Aber es geht auch um viele andere Länder, in denen die Einschränkungen nicht so deutlich sichtbar sind: Im französischen Präsidentschaftswahlkampf werden Journalisten von der Politik wegen ihrer Berichterstattung verunglimpft, in Polen hat die nationalkonservative Regierung unliebsame Redakteure beim Fernsehen entlassen, die britische BBC wurde wegen ihrer Brexit-Berichterstattung von Austritts-Befürwortern offen angefeindet. Und in Deutschland werden Journalisten vermehrt angegriffen und bedroht. Eine bedenkliche Entwicklung.

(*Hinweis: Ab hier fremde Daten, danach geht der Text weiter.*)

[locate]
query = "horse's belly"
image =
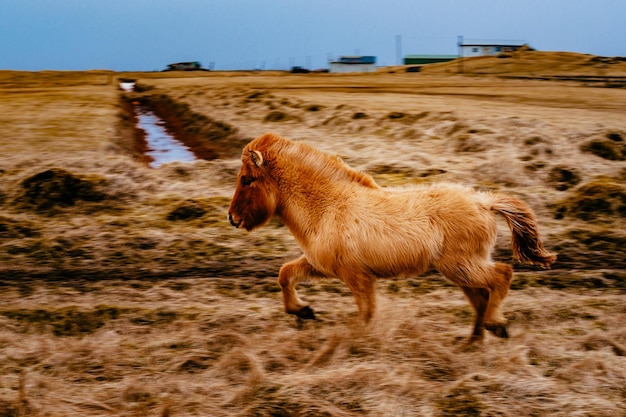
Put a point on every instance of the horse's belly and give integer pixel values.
(380, 258)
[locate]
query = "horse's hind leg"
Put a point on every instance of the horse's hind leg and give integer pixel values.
(364, 291)
(484, 283)
(500, 281)
(479, 298)
(290, 274)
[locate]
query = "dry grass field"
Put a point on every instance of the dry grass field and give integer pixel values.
(124, 291)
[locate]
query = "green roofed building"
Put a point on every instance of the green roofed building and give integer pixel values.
(427, 59)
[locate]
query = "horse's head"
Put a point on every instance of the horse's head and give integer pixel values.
(256, 195)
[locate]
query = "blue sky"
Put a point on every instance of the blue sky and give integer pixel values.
(146, 35)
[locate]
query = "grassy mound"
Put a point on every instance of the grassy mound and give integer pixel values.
(595, 200)
(58, 187)
(611, 147)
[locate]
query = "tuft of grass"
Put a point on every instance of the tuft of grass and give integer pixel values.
(563, 178)
(596, 199)
(68, 321)
(58, 187)
(606, 148)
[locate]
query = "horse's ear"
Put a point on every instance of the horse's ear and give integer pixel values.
(256, 158)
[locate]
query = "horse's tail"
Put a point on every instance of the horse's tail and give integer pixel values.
(527, 245)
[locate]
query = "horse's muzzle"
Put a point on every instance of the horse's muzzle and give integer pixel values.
(233, 222)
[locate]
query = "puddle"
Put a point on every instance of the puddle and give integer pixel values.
(162, 147)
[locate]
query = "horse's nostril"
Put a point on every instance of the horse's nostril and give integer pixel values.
(233, 222)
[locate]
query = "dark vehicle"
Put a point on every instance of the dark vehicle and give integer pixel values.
(299, 70)
(186, 66)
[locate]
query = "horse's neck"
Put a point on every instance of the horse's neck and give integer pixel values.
(305, 200)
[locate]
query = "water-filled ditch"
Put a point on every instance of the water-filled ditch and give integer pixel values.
(162, 146)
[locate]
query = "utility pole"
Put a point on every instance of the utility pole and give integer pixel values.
(460, 58)
(399, 50)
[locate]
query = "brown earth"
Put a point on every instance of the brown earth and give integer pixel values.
(125, 291)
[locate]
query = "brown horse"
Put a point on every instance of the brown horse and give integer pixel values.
(350, 228)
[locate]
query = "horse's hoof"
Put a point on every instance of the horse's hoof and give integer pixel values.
(498, 330)
(305, 313)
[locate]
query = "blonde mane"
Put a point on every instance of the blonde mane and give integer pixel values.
(278, 149)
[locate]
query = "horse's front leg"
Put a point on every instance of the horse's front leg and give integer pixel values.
(290, 274)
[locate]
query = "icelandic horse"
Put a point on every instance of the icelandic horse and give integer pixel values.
(350, 228)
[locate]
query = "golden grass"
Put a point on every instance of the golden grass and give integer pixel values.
(125, 291)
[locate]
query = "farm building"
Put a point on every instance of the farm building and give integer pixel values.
(185, 66)
(484, 48)
(427, 59)
(354, 64)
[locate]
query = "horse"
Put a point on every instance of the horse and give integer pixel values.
(348, 227)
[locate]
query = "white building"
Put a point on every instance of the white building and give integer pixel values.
(483, 48)
(354, 64)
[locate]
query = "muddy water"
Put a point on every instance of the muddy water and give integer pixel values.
(162, 147)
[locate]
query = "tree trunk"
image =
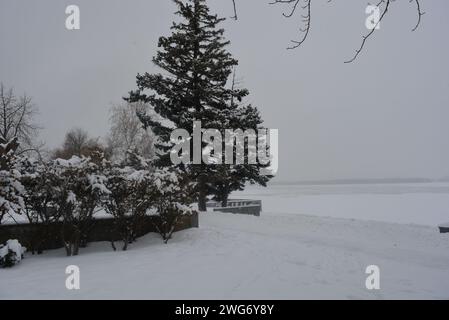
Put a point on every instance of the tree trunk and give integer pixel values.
(202, 195)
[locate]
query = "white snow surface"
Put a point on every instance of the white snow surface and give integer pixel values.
(275, 256)
(310, 242)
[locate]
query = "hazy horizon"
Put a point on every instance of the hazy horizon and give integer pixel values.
(384, 116)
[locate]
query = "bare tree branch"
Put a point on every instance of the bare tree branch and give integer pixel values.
(294, 5)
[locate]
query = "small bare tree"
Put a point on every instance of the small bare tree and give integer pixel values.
(77, 143)
(127, 132)
(17, 119)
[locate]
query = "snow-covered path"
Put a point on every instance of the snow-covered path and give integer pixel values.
(234, 256)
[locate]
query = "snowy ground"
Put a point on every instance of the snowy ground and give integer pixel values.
(282, 254)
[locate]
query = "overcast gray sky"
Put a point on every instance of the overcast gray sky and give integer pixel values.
(386, 115)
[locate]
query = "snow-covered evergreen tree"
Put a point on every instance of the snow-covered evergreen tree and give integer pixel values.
(194, 87)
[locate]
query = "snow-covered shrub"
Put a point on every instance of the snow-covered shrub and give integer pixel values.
(11, 253)
(41, 189)
(127, 199)
(79, 186)
(11, 190)
(171, 200)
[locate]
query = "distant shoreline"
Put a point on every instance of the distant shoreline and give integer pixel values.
(359, 181)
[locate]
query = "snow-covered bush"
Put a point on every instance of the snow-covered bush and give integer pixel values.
(127, 199)
(79, 186)
(171, 200)
(41, 189)
(11, 190)
(11, 253)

Die Pressefreiheit ist die Voraussetzung für den Erhalt jeder demokratischen Gesellschaft durch freie Meinungsäußerung – ob nun in Printprodukten, Fernsehen oder sozialen Netzwerken. Denn Meinungsfreiheit bedeutet auch Meinungspluralität. Diese Freiheit durchzusetzen ist Sache der Bürger. Deshalb darf aus gegebenem Anlass der Blick in die USA nicht fehlen, wo der neue Präsident kritische Medien leidenschaftlich beschimpft. Genau deshalb setzen sich dort immer mehr Menschen für guten und objektiven Journalismus ein, allein die New York Times hat eine sechsstellige Zahl an Neu-Abonnenten gewonnen. Eine Form von bürgerlich getragener Pressefreiheit. Und ein Zeichen der Hoffnung.